China's economy expanded at a blistering pace in the third quarter, the government said yesterday, even as it declared that the immediate overheating risk had receded thanks to a series of control measures.
The world's fourth-largest economy grew by 11.5 percent in the third quarter and the first nine months of the year, compared with the same periods a year earlier, the National Bureau of Statistics said.
"We have prevented the economy shifting from speedy growth to overheating," bureau spokesman Li Xiaochao (李曉超) told a briefing. "Bottleneck problems have been eased."
As evidence of a slight slowdown, Li said that economic growth in the second quarter had been 11.9 percent, while inflation last month was 6.2 percent, down from 6.5 percent in August.

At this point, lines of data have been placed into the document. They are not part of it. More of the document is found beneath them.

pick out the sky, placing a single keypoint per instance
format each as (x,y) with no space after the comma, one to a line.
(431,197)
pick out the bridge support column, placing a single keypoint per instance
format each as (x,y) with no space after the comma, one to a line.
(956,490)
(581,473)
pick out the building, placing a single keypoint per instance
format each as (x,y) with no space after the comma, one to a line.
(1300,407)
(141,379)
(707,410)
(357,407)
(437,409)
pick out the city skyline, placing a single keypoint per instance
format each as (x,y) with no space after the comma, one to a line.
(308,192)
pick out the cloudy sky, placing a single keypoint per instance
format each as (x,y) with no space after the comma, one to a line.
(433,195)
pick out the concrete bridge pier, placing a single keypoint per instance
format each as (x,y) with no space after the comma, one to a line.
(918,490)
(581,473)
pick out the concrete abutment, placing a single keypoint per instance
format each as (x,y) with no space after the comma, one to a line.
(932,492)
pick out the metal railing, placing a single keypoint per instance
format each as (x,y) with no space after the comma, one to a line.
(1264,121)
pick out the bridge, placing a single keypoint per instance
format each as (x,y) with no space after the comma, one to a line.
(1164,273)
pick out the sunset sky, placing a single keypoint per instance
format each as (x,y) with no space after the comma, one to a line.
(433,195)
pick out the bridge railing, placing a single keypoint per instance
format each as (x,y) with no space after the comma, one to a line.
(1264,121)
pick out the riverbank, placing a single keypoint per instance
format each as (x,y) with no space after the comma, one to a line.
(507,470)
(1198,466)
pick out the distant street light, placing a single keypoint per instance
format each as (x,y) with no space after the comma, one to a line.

However, concerns lingered about possible policy responses to the growth data, with Shanghai stock prices closing the day 4.8 percent lower as investors worried about monetary tightening.
"Despite the modest moderation in activity growth and inflation, they remain above the comfort zone for policymakers," Goldman Sachs economist Hong Liang (梁紅) said in a research note. "We expect the central bank to continue to depend on credit rationing as its main policy tool."
Investment spending remained the major driver of economic growth, accounting for more than 40 percent of the increase in GDP in the first nine months, Li said.
The bureau confirmed that fixed-asset investments expanded 25.7 percent in the first nine months of the year from the same period last year.